She is a beauty Darrell,  congrats to you and your family!


----------



## georgia_home (Feb 6, 2012)

I love it! Great pictures!


----------



## gadeerwoman (Feb 6, 2012)

She is adorable! I can remember when you posted her birth..she can't be 3 already!! Time flies.


----------



## Meriwether Mike (Feb 6, 2012)

Enjoy her while you can. They grow up fast!


----------



## Mangler (Feb 6, 2012)

She has a great smile! Treasure the moments...my 'baby girl' is now 16. Time goes by waayyyy to fast


----------



## mattech (Feb 6, 2012)

Beautiful little girl, I took my daughter to the daddy daughter date night also, she will be 4 in may, time sure flies.


----------



## T.P. (Feb 6, 2012)

Nice!!! I just tucked my 18 month old in for the night. Makes me want to cry sometimes, seems like she was born just last month.


----------



## 01Foreman400 (Feb 8, 2012)

Thanks for all the kind words.  She is my little sweet heart.  We got another one on the way that should be here in Early August.  We'll know if it's a boy or girl in late March.  I'm hoping for a boy but will love another little girl just the same.


----------



## Jeff Phillips (Feb 8, 2012)

What a smile!

She is beautiful, must look like her Mamma


----------



## 01Foreman400 (Feb 8, 2012)

Jeff Phillips said:


> What a smile!
> 
> She is beautiful, must look like her Mamma



Just like her.


----------



## mojo02 (Feb 8, 2012)

She sure is a cute lil thing.  I don't have any rugrats yet, so I can't imagine how extremely proud all of you parents are.


----------



## 01Foreman400 (Feb 8, 2012)

mojo02 said:


> She sure is a cute lil thing.  I don't have any rugrats yet, so I can't imagine how extremely proud all of you parents are.



It will definitely change your life and how you see things.  There is nothing better than coming home from a long day at work and being greeted at the door by the little one with a hug and kiss.


----------



## Paymaster (Feb 8, 2012)

Wow!
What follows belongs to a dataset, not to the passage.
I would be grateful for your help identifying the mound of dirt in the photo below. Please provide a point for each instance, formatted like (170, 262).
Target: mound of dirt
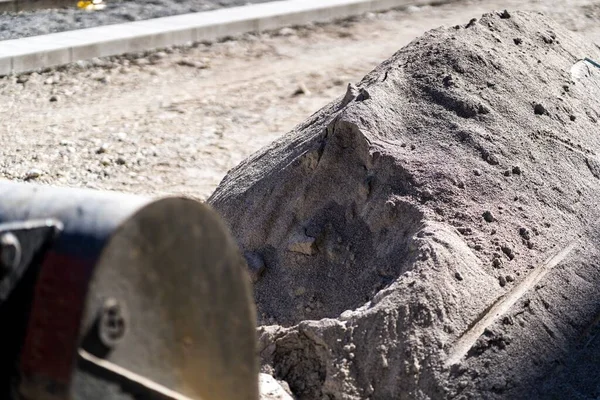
(432, 233)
What a doll! Congrats!


----------



## Vmarsh (Feb 8, 2012)

she got all that from her momma!


----------



## Hoss (Feb 9, 2012)

She is grown fast, Darrell and what a doll.

Congrats on the pending addition too.

Hoss


----------



## Fortner (Feb 9, 2012)

I know how you feel bud. You're gonna have your hands full before too long!


----------



## Worley (Feb 9, 2012)

*Daughter*

Well buddy what a treasure you have there..She has to look like her mom, but she sure is a beautiful addition to have around for sure...That smile is priceless, I know the joy you have as a dad!  Great job investing TIME with that little princess


----------



## Ellbow (Feb 10, 2012)

She is absolutely adorable!
El


----------



## 01Foreman400 (Jun 12, 2013)

*Update*

Just a little update.  She has become my little huntin buddy.  She is 4 years old now.


----------



## Hoss (Jun 12, 2013)

I bet you have a blast with her tagging along.  Nothing like showing the kids the beauty of nature.  She'll remember these times when she grows up.  Good job, Darrell.

Hoss


----------



## gadeerwoman (Jun 20, 2013)

Love those camo boots


----------



## Gadestroyer74 (Jun 20, 2013)

Boy that's a nice young lady right there awesome pictures. Hope you spend many more years in the outdoors with her dad


----------



## bigbuckhuntn (Jun 22, 2013)

nice young lady darrell


----------



## 01Foreman400 (Jun 23, 2013)

Thanks for the kind words everyone.


----------



## COYOTE X (Jun 28, 2013)

Love them boots!!


----------



## Paymaster (Jul 3, 2013)

Mighty fine youngen!


----------



## pstrahin (Jul 3, 2013)

I feel you brother.  I now have a granddaughter.  I look around and ask, where did time go?


----------